O.T. (serious) - article about foam in furniture catching fire.

(This is quite long. If you read even a small portion of it, you will definitely get the idea).

April 17, 1999

Furniture Fires Kill As Feds Debate

Filed at 11:18 a.m. EDT

By The Associated Press

AUGUSTA, Ga. (AP) -- Karen Wright spent her last moments huddled in the
bathtub of her mobile home, breathing poison.

The teen-ager escaped the flames that started when an electrical spark ignited
a living room love seat. But she couldn't elude the swirl of deadly cyanide gas
and carbon monoxide that forms when foam inside sofa and chair cushions
burns.

The poisonous cloud knocked her 11-year-old sister, Dee Ann, unconscious
within reach of the front door.
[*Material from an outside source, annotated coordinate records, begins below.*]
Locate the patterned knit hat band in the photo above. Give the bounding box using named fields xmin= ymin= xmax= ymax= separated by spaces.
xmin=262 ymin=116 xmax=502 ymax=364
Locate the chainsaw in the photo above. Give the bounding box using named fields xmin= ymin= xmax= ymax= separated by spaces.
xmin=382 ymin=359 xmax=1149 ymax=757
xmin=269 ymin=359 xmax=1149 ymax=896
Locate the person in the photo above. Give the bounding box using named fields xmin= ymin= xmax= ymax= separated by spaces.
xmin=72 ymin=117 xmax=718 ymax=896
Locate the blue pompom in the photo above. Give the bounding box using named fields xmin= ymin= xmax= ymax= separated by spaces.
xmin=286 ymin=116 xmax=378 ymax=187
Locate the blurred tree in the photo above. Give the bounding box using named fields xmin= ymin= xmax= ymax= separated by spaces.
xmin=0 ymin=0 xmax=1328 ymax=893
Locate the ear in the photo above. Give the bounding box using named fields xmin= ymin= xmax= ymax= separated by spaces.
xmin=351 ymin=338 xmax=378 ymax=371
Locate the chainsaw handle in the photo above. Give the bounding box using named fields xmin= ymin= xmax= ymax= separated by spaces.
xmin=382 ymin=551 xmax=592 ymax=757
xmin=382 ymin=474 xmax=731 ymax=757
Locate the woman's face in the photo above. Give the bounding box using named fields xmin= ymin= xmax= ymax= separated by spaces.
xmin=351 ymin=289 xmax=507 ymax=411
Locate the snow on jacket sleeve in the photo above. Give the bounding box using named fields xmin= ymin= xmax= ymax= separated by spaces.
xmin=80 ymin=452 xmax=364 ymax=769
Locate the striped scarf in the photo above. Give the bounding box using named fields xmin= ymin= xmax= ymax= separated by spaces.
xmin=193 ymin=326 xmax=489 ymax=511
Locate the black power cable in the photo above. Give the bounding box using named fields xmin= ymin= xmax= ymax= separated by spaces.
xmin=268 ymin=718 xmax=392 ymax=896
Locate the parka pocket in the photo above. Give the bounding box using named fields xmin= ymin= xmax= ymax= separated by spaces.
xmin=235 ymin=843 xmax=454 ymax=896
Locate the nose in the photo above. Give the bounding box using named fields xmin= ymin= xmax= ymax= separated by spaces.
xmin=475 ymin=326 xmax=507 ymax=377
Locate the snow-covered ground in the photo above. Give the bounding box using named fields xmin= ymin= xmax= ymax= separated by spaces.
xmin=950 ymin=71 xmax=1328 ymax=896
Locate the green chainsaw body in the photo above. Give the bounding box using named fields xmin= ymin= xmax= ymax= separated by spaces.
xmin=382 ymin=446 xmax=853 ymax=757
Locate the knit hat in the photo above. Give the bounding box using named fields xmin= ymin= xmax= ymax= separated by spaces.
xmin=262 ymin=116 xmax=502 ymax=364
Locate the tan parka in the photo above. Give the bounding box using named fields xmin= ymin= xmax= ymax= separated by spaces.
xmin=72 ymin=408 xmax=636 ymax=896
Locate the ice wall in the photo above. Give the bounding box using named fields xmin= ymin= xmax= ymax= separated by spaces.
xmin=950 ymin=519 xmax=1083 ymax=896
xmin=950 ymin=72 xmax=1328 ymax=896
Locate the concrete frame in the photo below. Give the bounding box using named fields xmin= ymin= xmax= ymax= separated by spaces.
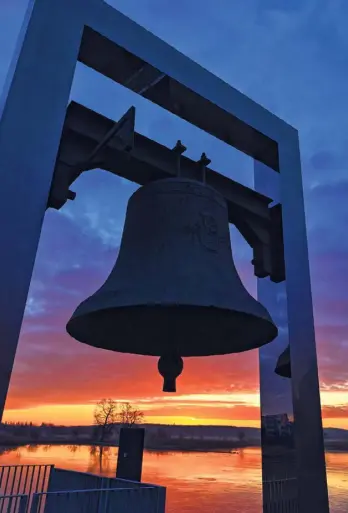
xmin=0 ymin=0 xmax=329 ymax=513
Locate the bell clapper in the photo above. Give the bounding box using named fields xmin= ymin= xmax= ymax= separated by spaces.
xmin=173 ymin=139 xmax=187 ymax=178
xmin=198 ymin=153 xmax=211 ymax=185
xmin=158 ymin=354 xmax=184 ymax=392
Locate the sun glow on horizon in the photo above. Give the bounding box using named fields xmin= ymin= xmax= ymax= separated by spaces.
xmin=4 ymin=390 xmax=348 ymax=429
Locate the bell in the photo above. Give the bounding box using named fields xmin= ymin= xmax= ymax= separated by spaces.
xmin=274 ymin=345 xmax=291 ymax=378
xmin=67 ymin=178 xmax=278 ymax=388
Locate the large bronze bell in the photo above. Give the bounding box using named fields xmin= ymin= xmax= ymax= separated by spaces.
xmin=274 ymin=346 xmax=291 ymax=378
xmin=67 ymin=178 xmax=278 ymax=391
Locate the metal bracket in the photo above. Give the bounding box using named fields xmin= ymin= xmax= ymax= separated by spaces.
xmin=47 ymin=102 xmax=285 ymax=283
xmin=47 ymin=107 xmax=135 ymax=210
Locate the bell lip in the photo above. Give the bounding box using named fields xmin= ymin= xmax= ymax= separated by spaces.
xmin=66 ymin=304 xmax=278 ymax=358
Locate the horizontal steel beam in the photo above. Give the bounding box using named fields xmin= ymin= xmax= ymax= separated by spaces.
xmin=48 ymin=102 xmax=284 ymax=281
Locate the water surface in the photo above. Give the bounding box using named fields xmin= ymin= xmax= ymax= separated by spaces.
xmin=0 ymin=445 xmax=348 ymax=513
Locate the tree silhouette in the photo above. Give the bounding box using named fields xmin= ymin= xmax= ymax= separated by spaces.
xmin=118 ymin=403 xmax=144 ymax=427
xmin=94 ymin=399 xmax=118 ymax=442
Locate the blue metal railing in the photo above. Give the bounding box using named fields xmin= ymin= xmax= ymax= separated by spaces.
xmin=0 ymin=494 xmax=29 ymax=513
xmin=0 ymin=465 xmax=53 ymax=513
xmin=0 ymin=465 xmax=166 ymax=513
xmin=30 ymin=487 xmax=164 ymax=513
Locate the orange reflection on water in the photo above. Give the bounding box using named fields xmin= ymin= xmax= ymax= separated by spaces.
xmin=0 ymin=445 xmax=348 ymax=513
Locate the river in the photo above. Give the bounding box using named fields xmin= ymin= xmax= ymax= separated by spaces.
xmin=0 ymin=445 xmax=348 ymax=513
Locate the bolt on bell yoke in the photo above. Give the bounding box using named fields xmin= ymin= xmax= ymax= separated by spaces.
xmin=67 ymin=142 xmax=278 ymax=392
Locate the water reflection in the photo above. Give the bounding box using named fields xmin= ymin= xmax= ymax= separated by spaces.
xmin=0 ymin=445 xmax=348 ymax=513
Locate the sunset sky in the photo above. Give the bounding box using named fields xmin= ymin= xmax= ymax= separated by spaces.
xmin=0 ymin=0 xmax=348 ymax=429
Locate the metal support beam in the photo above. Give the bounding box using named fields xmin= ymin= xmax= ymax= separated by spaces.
xmin=48 ymin=102 xmax=285 ymax=282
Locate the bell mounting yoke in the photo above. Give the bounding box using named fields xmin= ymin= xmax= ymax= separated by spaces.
xmin=47 ymin=102 xmax=285 ymax=283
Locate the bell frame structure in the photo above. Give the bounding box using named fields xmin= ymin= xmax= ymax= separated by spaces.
xmin=0 ymin=0 xmax=329 ymax=513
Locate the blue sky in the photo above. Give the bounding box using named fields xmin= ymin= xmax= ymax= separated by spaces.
xmin=0 ymin=0 xmax=348 ymax=426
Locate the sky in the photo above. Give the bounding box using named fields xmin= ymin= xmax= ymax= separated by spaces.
xmin=0 ymin=0 xmax=348 ymax=429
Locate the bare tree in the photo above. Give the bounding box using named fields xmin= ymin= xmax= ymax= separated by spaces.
xmin=118 ymin=403 xmax=144 ymax=427
xmin=94 ymin=399 xmax=118 ymax=442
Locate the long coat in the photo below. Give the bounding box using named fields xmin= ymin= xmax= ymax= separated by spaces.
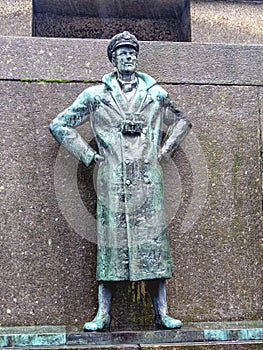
xmin=50 ymin=73 xmax=190 ymax=281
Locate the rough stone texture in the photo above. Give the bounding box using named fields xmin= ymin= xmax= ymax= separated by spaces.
xmin=140 ymin=342 xmax=263 ymax=350
xmin=0 ymin=38 xmax=262 ymax=330
xmin=167 ymin=86 xmax=262 ymax=321
xmin=0 ymin=0 xmax=32 ymax=36
xmin=191 ymin=0 xmax=263 ymax=44
xmin=33 ymin=0 xmax=191 ymax=41
xmin=0 ymin=37 xmax=263 ymax=85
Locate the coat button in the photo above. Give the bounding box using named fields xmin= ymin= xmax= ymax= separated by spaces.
xmin=144 ymin=177 xmax=151 ymax=184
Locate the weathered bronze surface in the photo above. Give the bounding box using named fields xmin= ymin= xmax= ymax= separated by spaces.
xmin=50 ymin=32 xmax=190 ymax=330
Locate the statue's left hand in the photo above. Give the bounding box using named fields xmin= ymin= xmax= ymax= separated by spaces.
xmin=94 ymin=154 xmax=105 ymax=163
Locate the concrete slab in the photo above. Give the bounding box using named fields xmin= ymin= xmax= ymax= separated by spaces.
xmin=0 ymin=38 xmax=263 ymax=85
xmin=33 ymin=0 xmax=191 ymax=41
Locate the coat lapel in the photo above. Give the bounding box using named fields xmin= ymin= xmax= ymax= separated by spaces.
xmin=101 ymin=73 xmax=156 ymax=118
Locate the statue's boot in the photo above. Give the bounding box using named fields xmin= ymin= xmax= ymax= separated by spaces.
xmin=147 ymin=279 xmax=182 ymax=329
xmin=83 ymin=282 xmax=112 ymax=332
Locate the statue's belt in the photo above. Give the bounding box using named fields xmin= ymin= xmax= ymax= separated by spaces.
xmin=119 ymin=119 xmax=145 ymax=134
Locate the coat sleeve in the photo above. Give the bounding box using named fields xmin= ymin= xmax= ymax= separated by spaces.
xmin=49 ymin=89 xmax=96 ymax=166
xmin=160 ymin=96 xmax=192 ymax=158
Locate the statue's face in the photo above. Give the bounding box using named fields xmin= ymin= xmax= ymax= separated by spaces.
xmin=112 ymin=46 xmax=138 ymax=74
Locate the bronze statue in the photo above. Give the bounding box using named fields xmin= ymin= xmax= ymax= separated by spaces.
xmin=50 ymin=31 xmax=191 ymax=331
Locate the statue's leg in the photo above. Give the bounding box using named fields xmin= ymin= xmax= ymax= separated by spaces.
xmin=83 ymin=282 xmax=112 ymax=332
xmin=146 ymin=279 xmax=182 ymax=328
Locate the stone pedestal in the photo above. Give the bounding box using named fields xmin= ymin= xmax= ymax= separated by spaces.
xmin=33 ymin=0 xmax=191 ymax=41
xmin=0 ymin=38 xmax=263 ymax=331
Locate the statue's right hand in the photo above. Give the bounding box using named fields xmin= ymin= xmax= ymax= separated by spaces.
xmin=94 ymin=153 xmax=105 ymax=163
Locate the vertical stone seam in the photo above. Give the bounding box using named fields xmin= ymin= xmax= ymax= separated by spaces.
xmin=257 ymin=86 xmax=263 ymax=249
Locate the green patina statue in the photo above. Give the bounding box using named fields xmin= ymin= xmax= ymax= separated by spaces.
xmin=50 ymin=31 xmax=191 ymax=331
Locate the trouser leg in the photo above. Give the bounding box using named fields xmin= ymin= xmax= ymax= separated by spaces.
xmin=146 ymin=279 xmax=182 ymax=328
xmin=84 ymin=282 xmax=113 ymax=331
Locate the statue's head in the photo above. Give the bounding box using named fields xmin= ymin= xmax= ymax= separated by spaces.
xmin=107 ymin=31 xmax=139 ymax=62
xmin=108 ymin=31 xmax=139 ymax=75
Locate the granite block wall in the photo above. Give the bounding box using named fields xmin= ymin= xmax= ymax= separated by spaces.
xmin=0 ymin=38 xmax=263 ymax=330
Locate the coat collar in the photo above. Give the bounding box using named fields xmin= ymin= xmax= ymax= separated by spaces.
xmin=102 ymin=72 xmax=157 ymax=115
xmin=102 ymin=72 xmax=157 ymax=90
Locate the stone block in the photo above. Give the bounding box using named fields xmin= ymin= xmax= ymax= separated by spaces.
xmin=33 ymin=0 xmax=191 ymax=41
xmin=0 ymin=0 xmax=32 ymax=36
xmin=0 ymin=38 xmax=262 ymax=330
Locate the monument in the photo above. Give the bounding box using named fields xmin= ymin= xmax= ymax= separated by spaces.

There, the intense heat from two flaming
couches seared 96 percent of her body. Since the Feb. 4, 1998, blaze, she
has remained in an Augusta hospital, her hands and feet gone, her lungs
scarred, her heart failing, and her body draped for months with pig and
cadaver skin until doctors could graft laboratory-grown skin.

Karen and Dee Ann never knew a sofa could burn as easily as gasoline.

The government did.

Federal regulators and furniture makers have known for more than two
decades that the foam in most sofa cushions is highly flammable, emits
deadly gases when it burns and kills hundreds of Americans each year.

Firefighters call the foam ''solid gasoline.''

For decades federal prisons, airline regulators and the state of California have
outlawed furniture that isn't fire-retardant. But after 27 years, the federal
government is still working on a rule that would give similar protection to the
rest of the nation.

Due to lobbying by the furniture industry and a congressman from a furniture
town, it won't be enacted this year either.

''It would be nice if someone else never had to go through this,'' said Dee
Ann and Karen's mother, Jeannie South, who quit her job to spend each day
in Dee Ann's hospital room, caressing and reading to a child who cries and
speaks only in rare monosyllables.

''Sometimes all you need is a chance. My room was closed off, so I had a
chance,'' she said. ''They didn't.''

The blaze that swept their North Augusta, S.C., home is all too common.
Each year about 10,000 fires start in upholstered furniture, causing more than
500 deaths, 1,100 injuries and more than $150 million in property loss,
according to federal fire statistics. Those fires account for one in four fire
deaths and kill more Americans than chain saws, off-road vehicles or any of
the 15,000 other products regulated by the Consumer Products Safety
Commission, a federal agency.

The reason lies inside the cushions of millions of chairs and sofas.

What gives 90 percent of upholstered furniture its softness is polyurethane
foam, a spongy material that's much less expensive than down but is created
from a petroleum base that makes it highly flammable.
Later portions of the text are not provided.